Balance Billing

What is balance billing?

Balance billing occurs when a provider bills a patient for the difference between the amount charged for services and the amount paid by the patient’s insurance.

In-network providers have agreed to accept the amount offered by the insurance company as payment in full for a specified service. As such, they are not allowed to balance bill a patient. However, balance billing is allowed in cases where a patient receives care from an out-of-network provider.

If the insurance plan covers out-of-network providers, they will pay them based on a reasonable and customary rate, which does not include the patient’s responsibility for the deductible and co-insurance. Anything above the reasonable and customary rate can then be billed as the difference.

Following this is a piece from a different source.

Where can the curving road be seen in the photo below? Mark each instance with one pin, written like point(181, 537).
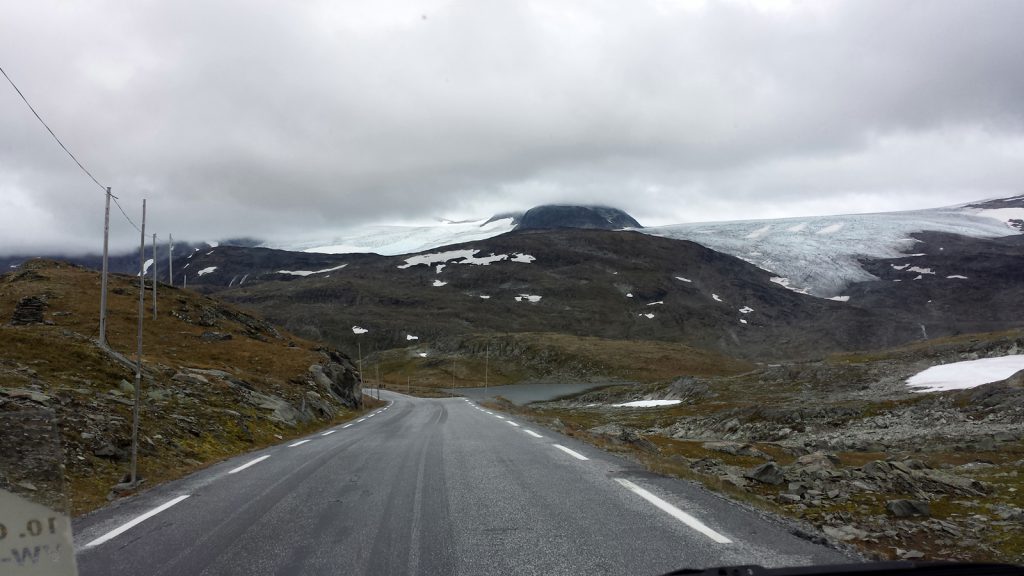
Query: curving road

One particular type of balance billing is surprise balance billing, which is when the patient receives a balance bill without knowing they saw an out-of-network provider. This can occur when the patient seeks care at an in-network facility but later finds out they were also treated by out-of-network medical providers. Surprise balance billing may also occur in cases of emergency care when the patient does not have a choice in where they go for care or whom they receive care from.

How does balance billing impact healthcare?

Balance billing is a medical bill that a patient is responsible for paying, which increases the cost of receiving healthcare. While it can often be avoided by using only in-network providers, cases of surprise balance billing can be frustrating and expensive for patients.

To combat surprise balance billing and the strain it places on patients, the government passed the No Surprises Act in 2022, which bans surprise bills for most emergency services and out-of-network charges for additional services provided at an in-network facility by out-of-network providers.